Purpose: To assess ocular biometric outcomes following intravitreal bevacizumab (IVB) monotherapy for retinopathy of prematurity (ROP) and compare these results with those of laser photocoagulated infants and with the ones with spontaneously regressed ROP.
Materials And Methods: Premature infants including those who underwent IVB monotherapy (Group 1) or laser photocoagulation (Group 2) for ROP and infants with spontaneously regressed ROP (Group 3) were recruited for the study. Refractive errors and ocular biometric parameters (Axial length [AL], anterior chamber depth [ACD], and lens thickness [LT]) were measured at adjusted 1 year of age in all subjects.
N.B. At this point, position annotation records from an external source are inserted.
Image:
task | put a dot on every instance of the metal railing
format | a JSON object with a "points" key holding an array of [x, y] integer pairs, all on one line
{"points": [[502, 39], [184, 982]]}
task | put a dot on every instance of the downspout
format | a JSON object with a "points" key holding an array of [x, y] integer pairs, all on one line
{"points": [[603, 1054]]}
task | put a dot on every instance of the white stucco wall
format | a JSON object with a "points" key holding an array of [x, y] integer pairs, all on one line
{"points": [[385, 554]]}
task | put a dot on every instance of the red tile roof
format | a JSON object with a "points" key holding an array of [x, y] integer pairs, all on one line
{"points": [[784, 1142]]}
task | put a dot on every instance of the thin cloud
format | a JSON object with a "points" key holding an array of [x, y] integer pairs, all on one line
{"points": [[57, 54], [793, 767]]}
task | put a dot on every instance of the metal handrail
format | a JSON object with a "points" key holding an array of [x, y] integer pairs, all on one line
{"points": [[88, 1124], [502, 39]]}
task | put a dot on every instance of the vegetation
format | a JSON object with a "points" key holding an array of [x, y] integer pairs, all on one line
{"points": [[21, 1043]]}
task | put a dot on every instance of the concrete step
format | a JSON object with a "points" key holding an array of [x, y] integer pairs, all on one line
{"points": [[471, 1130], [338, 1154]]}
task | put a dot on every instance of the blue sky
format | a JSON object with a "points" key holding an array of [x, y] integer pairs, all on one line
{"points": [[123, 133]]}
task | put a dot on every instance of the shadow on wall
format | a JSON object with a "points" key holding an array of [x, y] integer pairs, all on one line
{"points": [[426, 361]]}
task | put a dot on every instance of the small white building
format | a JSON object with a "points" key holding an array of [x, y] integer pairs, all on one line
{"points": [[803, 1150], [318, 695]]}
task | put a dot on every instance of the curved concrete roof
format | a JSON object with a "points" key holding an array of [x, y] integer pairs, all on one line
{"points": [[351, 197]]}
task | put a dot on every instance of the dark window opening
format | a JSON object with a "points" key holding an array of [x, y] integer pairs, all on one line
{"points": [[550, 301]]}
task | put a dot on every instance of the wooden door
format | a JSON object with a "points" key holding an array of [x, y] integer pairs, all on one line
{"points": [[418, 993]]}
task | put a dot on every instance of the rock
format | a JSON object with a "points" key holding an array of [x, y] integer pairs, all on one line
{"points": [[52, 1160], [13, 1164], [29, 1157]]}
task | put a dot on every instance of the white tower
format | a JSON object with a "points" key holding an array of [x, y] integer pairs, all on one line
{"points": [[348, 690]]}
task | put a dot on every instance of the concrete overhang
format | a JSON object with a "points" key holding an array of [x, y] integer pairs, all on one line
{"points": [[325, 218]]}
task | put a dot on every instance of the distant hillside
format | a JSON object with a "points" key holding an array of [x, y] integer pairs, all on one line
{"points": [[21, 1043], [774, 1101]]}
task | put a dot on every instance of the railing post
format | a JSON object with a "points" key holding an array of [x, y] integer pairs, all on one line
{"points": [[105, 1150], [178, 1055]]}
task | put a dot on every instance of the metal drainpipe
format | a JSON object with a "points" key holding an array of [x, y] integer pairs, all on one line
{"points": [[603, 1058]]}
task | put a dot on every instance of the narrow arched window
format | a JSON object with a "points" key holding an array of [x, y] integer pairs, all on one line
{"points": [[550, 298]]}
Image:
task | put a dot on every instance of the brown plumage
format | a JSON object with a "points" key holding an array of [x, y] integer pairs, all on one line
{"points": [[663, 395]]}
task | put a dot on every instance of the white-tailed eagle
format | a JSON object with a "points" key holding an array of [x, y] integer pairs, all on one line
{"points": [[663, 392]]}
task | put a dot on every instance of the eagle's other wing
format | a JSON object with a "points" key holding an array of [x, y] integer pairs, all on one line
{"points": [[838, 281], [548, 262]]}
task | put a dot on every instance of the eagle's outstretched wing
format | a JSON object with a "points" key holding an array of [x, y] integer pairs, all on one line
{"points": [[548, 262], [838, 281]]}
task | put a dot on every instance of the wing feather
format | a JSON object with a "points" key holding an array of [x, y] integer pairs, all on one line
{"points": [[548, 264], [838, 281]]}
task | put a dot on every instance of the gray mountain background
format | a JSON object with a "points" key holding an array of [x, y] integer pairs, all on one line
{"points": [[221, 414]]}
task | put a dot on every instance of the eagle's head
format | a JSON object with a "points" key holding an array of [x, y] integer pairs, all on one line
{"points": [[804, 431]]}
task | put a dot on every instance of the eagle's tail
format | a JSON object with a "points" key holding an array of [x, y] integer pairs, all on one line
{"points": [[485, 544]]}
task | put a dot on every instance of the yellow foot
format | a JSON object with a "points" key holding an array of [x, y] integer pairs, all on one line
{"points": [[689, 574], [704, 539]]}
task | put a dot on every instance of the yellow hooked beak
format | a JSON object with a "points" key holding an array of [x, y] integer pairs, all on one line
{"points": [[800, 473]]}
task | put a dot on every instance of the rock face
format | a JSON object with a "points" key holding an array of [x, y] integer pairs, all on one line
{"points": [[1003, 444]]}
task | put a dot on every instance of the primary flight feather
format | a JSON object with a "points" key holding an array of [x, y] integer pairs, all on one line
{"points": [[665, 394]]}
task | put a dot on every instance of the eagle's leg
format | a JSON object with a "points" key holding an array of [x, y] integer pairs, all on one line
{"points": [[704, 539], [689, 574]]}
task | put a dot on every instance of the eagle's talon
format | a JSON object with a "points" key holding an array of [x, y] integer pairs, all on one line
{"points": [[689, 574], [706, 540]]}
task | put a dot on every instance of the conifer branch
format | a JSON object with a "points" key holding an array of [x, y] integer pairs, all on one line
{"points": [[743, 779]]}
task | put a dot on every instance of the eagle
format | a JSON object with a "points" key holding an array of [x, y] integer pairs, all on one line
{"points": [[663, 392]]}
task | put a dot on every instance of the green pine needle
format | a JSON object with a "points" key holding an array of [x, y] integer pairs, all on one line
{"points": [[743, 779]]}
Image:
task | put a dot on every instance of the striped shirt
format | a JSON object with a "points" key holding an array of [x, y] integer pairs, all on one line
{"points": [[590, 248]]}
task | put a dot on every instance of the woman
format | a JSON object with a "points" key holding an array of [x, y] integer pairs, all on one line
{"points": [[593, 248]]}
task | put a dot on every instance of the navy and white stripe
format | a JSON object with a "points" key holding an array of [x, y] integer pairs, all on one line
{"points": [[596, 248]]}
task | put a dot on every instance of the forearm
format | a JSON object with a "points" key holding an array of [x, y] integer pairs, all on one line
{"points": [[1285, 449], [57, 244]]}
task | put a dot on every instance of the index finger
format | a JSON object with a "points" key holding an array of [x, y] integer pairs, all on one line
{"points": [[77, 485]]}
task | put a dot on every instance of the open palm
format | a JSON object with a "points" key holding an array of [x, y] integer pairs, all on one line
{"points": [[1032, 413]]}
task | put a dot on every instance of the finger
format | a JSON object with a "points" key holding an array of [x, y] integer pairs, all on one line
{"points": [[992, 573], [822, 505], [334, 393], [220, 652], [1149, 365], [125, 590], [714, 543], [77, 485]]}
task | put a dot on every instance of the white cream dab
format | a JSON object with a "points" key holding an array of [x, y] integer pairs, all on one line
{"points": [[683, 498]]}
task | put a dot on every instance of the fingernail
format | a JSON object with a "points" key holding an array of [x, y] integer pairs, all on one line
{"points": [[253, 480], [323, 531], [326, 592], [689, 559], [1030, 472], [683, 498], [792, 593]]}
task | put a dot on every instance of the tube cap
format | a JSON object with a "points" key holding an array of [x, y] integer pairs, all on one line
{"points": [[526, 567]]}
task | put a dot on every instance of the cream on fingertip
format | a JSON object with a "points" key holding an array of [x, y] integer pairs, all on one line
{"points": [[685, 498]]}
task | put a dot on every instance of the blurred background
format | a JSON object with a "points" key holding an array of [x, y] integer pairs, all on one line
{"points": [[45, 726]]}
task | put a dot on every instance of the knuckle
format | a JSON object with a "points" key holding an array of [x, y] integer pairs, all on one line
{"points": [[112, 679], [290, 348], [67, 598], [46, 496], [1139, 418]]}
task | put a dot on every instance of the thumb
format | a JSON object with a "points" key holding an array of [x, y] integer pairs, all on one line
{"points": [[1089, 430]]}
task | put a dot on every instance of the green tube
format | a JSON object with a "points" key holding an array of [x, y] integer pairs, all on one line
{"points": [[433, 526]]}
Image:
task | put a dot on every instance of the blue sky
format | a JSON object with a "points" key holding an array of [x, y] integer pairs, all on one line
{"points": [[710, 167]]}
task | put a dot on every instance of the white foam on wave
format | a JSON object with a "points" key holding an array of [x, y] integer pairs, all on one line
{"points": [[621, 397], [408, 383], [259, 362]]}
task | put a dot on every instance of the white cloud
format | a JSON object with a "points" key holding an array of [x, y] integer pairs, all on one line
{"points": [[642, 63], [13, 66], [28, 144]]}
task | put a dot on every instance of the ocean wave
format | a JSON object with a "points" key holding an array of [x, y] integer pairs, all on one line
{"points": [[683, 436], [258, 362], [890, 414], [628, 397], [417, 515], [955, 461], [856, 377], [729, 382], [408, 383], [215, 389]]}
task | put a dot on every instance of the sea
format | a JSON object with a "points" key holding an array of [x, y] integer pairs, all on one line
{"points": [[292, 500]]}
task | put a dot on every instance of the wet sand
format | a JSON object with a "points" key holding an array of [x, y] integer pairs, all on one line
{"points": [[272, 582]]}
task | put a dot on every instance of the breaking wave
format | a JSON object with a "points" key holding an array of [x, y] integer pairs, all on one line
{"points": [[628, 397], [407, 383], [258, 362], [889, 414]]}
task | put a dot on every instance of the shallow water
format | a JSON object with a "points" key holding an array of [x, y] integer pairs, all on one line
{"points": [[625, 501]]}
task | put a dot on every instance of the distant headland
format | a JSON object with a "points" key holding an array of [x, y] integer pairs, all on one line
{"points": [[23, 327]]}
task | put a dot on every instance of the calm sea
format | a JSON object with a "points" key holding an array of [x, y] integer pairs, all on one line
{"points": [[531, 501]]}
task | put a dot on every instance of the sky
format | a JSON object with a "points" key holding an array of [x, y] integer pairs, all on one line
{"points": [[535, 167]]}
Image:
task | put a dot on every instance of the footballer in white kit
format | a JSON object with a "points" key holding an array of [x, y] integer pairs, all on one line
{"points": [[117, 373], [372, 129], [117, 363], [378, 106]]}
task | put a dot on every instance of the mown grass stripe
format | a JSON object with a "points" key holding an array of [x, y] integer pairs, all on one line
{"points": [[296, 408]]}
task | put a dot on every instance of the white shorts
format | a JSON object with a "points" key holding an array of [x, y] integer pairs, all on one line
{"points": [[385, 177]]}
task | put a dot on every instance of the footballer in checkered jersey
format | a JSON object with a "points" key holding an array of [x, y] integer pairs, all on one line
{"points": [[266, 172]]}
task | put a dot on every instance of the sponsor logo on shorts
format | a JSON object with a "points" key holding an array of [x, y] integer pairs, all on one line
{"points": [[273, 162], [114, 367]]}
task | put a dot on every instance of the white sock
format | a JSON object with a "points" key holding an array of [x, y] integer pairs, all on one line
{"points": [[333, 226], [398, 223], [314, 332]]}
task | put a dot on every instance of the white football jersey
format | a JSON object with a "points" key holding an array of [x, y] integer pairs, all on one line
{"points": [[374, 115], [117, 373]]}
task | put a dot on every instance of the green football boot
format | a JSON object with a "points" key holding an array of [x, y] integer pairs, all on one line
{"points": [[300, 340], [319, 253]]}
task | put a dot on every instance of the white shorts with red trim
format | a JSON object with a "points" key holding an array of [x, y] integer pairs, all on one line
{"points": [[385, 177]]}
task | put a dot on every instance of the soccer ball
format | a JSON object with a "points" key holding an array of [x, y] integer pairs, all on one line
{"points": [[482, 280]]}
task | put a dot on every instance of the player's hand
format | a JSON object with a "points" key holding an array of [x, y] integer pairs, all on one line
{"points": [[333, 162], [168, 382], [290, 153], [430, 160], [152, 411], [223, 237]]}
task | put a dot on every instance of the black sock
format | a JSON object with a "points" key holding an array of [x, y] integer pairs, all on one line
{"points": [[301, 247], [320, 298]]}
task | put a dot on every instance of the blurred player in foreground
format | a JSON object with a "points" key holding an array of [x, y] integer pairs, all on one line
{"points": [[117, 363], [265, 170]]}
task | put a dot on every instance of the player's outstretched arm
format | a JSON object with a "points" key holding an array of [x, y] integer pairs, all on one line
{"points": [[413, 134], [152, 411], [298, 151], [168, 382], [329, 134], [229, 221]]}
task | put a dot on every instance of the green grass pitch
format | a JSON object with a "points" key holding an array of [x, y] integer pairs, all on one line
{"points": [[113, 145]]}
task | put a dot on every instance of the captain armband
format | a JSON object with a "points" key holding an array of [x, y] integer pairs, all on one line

Results: There was no significant difference of spherical equivalent (SE) value between the groups (P = 0.781). The incidence of high myopia was 7.4% in Group 1 and 12.7% in Group 2 (P = 0.081). No infants exhibited high myopia in Group 3. LT was greater in Group 2 when compared to Group 1 and Group 3 (P = 0.011). Lower SE was significantly correlated to longer AL in Group 1 (r = -0.656, P = 0.015). There was a significant positive correlation between SE and ACD values in Group 2 (r = 0.391, P = 0.005).
Conclusion: The study showed no significant difference of SE between the groups. High myopia was only present among the treated infants either with IVB or laser. Infants who received laser treatment significantly had thicker lenses.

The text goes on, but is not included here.